Hace sesenta años se publicó por primera vez Rayuela de Julio Cortázar. Con tal motivo se han celebrado recordatorios y exposiciones, lo cual no es corriente en tales circunstancias. El texto ha sido motivo de investigaciones y ha entrado en el área de las instituciones como lo que corrientemente –con buen o mal uso de la palabra– se denomina un clásico. No deja de ser paradójico el hecho pues la novela fue saludada en su momento como una innovación, algo inconvencional en su género. En este sentido: algo no institucional.
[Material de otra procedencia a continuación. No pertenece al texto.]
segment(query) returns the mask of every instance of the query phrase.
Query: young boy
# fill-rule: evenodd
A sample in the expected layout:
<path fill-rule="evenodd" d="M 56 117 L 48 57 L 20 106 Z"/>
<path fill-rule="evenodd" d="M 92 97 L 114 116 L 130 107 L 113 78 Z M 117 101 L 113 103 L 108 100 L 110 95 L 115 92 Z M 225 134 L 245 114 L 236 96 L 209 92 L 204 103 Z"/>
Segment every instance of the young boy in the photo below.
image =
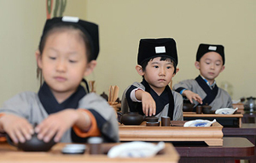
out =
<path fill-rule="evenodd" d="M 200 76 L 195 79 L 175 84 L 174 90 L 195 104 L 195 108 L 198 104 L 209 104 L 212 110 L 232 108 L 230 96 L 226 91 L 218 87 L 215 81 L 219 73 L 224 70 L 224 46 L 200 44 L 195 63 Z"/>
<path fill-rule="evenodd" d="M 169 87 L 178 71 L 176 42 L 172 38 L 141 39 L 136 70 L 143 76 L 125 90 L 122 112 L 146 116 L 169 116 L 183 121 L 183 98 Z"/>
<path fill-rule="evenodd" d="M 34 132 L 44 142 L 86 142 L 94 136 L 118 142 L 113 108 L 80 85 L 94 70 L 98 53 L 97 25 L 74 17 L 48 20 L 36 52 L 44 83 L 38 93 L 24 92 L 3 104 L 0 132 L 15 143 Z"/>

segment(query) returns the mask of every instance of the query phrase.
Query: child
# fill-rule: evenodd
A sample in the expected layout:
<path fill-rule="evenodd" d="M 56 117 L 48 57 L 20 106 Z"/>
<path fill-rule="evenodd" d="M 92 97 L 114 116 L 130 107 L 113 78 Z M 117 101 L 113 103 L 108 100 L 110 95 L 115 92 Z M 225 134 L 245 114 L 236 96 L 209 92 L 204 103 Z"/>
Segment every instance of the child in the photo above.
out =
<path fill-rule="evenodd" d="M 52 138 L 55 142 L 86 142 L 92 136 L 118 142 L 113 108 L 80 86 L 94 70 L 98 53 L 97 25 L 74 17 L 48 20 L 36 52 L 44 83 L 38 93 L 21 93 L 4 103 L 0 132 L 15 143 L 29 140 L 34 132 L 44 142 Z"/>
<path fill-rule="evenodd" d="M 182 81 L 175 84 L 173 88 L 186 96 L 191 103 L 195 103 L 195 108 L 198 104 L 209 104 L 212 110 L 232 108 L 230 96 L 226 91 L 218 87 L 215 81 L 224 70 L 224 46 L 200 44 L 195 63 L 200 76 L 195 79 Z"/>
<path fill-rule="evenodd" d="M 176 42 L 172 38 L 141 39 L 136 70 L 143 76 L 122 97 L 122 112 L 146 116 L 169 116 L 183 121 L 183 98 L 168 84 L 178 71 Z"/>

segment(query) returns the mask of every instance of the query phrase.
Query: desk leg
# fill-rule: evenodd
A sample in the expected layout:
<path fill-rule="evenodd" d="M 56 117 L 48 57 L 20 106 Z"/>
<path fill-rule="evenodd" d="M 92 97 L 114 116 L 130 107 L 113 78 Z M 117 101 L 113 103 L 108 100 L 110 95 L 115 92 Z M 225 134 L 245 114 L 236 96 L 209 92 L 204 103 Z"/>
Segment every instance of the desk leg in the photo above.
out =
<path fill-rule="evenodd" d="M 224 135 L 224 137 L 237 137 L 237 136 Z M 248 139 L 252 143 L 253 143 L 253 145 L 256 144 L 256 136 L 255 135 L 246 135 L 246 136 L 241 135 L 239 137 Z M 250 163 L 256 162 L 256 148 L 254 149 L 254 155 L 253 155 L 253 157 L 250 157 L 249 161 L 250 161 Z"/>

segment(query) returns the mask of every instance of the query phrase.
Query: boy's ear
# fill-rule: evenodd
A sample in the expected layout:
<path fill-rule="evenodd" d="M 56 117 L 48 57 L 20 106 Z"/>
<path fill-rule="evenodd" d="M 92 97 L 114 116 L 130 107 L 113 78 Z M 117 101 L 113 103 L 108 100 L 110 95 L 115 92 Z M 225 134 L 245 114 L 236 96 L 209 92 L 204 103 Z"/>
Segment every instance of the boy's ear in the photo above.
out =
<path fill-rule="evenodd" d="M 179 68 L 176 68 L 176 73 L 175 74 L 177 74 L 177 72 L 179 71 Z"/>
<path fill-rule="evenodd" d="M 200 70 L 200 63 L 198 61 L 195 62 L 195 66 L 196 69 Z"/>
<path fill-rule="evenodd" d="M 137 70 L 137 73 L 140 75 L 140 76 L 144 76 L 144 72 L 143 70 L 143 67 L 139 65 L 137 65 L 135 69 Z"/>
<path fill-rule="evenodd" d="M 96 60 L 91 60 L 90 63 L 88 63 L 84 76 L 89 76 L 93 71 L 96 65 L 97 65 L 97 61 Z"/>
<path fill-rule="evenodd" d="M 222 68 L 221 68 L 221 70 L 220 70 L 220 72 L 222 72 L 224 69 L 225 69 L 225 66 L 223 65 Z"/>
<path fill-rule="evenodd" d="M 42 55 L 39 50 L 37 50 L 35 53 L 38 66 L 42 69 Z"/>

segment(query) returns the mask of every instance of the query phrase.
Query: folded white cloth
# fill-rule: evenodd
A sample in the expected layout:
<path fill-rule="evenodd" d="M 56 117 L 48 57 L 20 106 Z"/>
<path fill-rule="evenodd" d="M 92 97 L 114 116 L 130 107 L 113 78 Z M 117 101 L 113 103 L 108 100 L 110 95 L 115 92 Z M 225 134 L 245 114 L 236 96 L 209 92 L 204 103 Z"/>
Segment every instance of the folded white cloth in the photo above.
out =
<path fill-rule="evenodd" d="M 143 158 L 153 157 L 165 148 L 165 143 L 154 144 L 146 142 L 130 142 L 113 146 L 108 152 L 110 158 Z"/>
<path fill-rule="evenodd" d="M 235 110 L 232 108 L 221 108 L 218 110 L 216 110 L 215 114 L 216 115 L 233 115 L 235 111 L 236 111 L 238 108 L 236 108 Z"/>
<path fill-rule="evenodd" d="M 215 121 L 215 119 L 212 121 L 208 120 L 194 120 L 187 121 L 183 126 L 211 126 Z"/>

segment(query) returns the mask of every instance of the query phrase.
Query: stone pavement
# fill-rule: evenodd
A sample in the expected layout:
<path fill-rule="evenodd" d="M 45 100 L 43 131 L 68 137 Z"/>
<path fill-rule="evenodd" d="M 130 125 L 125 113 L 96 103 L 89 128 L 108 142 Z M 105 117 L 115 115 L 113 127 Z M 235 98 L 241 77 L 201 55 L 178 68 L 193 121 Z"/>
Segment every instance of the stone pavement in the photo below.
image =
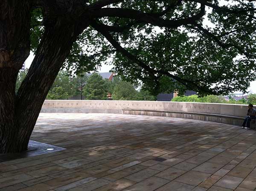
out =
<path fill-rule="evenodd" d="M 205 121 L 41 113 L 31 139 L 67 148 L 0 163 L 0 191 L 252 191 L 256 131 Z"/>

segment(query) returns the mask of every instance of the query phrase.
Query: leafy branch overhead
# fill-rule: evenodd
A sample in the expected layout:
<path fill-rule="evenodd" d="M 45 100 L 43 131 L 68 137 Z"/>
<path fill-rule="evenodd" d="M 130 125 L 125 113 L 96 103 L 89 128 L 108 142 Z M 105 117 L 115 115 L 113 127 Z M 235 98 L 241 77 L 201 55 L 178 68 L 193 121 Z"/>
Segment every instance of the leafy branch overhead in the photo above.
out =
<path fill-rule="evenodd" d="M 68 14 L 67 24 L 84 26 L 64 66 L 70 70 L 113 64 L 155 93 L 245 92 L 256 77 L 254 1 L 31 0 L 32 44 L 35 50 L 44 29 Z"/>

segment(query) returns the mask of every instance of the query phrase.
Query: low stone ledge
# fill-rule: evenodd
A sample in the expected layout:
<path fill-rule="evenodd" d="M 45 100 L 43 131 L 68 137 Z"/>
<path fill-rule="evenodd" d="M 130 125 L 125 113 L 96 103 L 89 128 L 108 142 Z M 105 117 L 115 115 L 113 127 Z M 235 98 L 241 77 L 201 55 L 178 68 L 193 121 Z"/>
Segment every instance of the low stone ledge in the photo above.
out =
<path fill-rule="evenodd" d="M 236 125 L 241 125 L 244 118 L 239 116 L 178 111 L 123 109 L 122 113 L 189 119 Z"/>

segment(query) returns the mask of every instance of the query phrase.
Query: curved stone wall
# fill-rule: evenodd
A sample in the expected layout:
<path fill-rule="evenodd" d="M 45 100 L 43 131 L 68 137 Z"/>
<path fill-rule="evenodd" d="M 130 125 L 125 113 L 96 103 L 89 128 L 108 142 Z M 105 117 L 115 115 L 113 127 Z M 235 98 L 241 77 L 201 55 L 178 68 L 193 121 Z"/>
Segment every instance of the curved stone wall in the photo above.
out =
<path fill-rule="evenodd" d="M 43 113 L 104 113 L 193 119 L 240 124 L 246 105 L 104 100 L 45 100 Z"/>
En efecto, una de las informalidades propuestas por el autor consiste en que el libro se puede leer siguiendo el orden habitual de las páginas o en cualquier otro orden que elija el lector. Se supone que las distintas alineaciones de los capítulos darían lugar a distintas historias a partir un mismo texto. En realidad, todas las grandes novelas –elija el lector las que prefiera considerar por su grandeza– son suficientemente ricas y polisémicas como para generar abundantes, distintas y legítimas lecturas.
En Cortázar la secuencia temporal no importa ni tampoco lo que tradicionalmente han contado las novelas: la formación de una subjetividad, sea la normativa u otra: su formación, su destrucción, su involución. Así tuvimos la historia de un hombre que en vez de madurar y envejecer, rejuvenece y se infantiliza, o de animal humano que se convierte en insecto, o se torna invisible y pierde los elementos perceptibles de su cuerpo que le permitirían ser reconocido por sus prójimos.
En Rayuela pasa lo contrario. Su protagonista es el mismo a lo largo del texto, sea que viva en Buenos Aires o en París. En una, su vida exige trabajo y transcurre entre personajes comunes y silvestres. En la otra, reina el ocio y él con los suyos conforma una piña bohemia, erudita y selecta. Sin embargo, él es siempre el eterno adolescente atormentado por la falta de rumbo del mundo, su descentramiento y el quiebre de su eje, su sed de absoluto y su gusto por las historias de amor triangulares. En síntesis: un hombre fuera de lugar, esté del lado de acá o del lado de allá, según el vocabulario cortazariano. Vagamente su destino es capaz de conducirlo a una carpa circense, un frenasténico o una comisaría policial. Nada está claro tampoco en este orden resolutivo del relato porque el juego consiste, precisamente, en el desorden.
El libro puede causar la impresión de ser una reunión de fragmentaria de cierta novela que Cortázar no atinó a elaborar. Contiene momentos de excelente narración pues el autor es un brillante cuentista pero una novela es algo más que un cuento y no sólo algo menos que un entramado convencional. Las intervenciones de un tal Morelli que comenta lo que el lector está leyendo, de algún modo lo guía y dirige, y opone la novela estructural a la novela psicológica, no son suficientes para cimentar el conjunto. Más bien lo contradicen. Cortázar no renuncia a la psicología de sus personajes, sólo que se queda en el retrato. Sus almas –así se las llama en las novelas convencionales– exceden los retratos pues tienen unos cuantos y suelen contradecirse. Pero este juego pisológico no es el que practica Cortázar.
Quizás el buen éxito de Rayuela tenga que ver con un evento de la historia literaria y editorial en nuestra lengua, el boom de la literatura latinoamericana en los años de 1960. Eran años revolucionarios, los de Vietnam, Argelia y, sobre todo, Cuba. Así como se proclamaba la revolución social y política, había que corresponder desde el arte con las neovanguardia. Es algo a subrayar porque las revoluciones, a contar desde la francesa, fueron muy poco vanguardistas en materia de arte. Pero ese es otro tema. Lo cierto es que el boom se puso de moda mezclando la literatura realista de Vargas Llosa y Fuentes con la fantasiosa de Borges y García Márquez, la parquedad de Rulfo con el neobarroquismo de Lezama Lima, la señoril elegancia de Bioy Casares con el gusto camp por la cursilería en Puig. Todo ello sin entrar en lo ideológico-político y las peloteras consiguientes.
Hoy la revolución no está de moda y las vanguardias han conseguido lo que nunca quisieron: pasar a la historia. Tras decretarse el fin de la novela, se siguen escribiendo novelas, algunas en serie. El esquema novelístico tradicional alimenta el cine y la televisión de las narraciones por episodios. Los personajes cortazarianos no cesan de jugar a la rayuela, ese ludismo infantil que da saltos entre el Cielo y el Infierno, los dos temores del adolescente que, sea en Buenos Aires o en París, se resiste a crecer o no quiere crecer o sí quiere y no lo consigue. Su destino está dibujado con tiza en una calzada. Lo borrará la lluvia.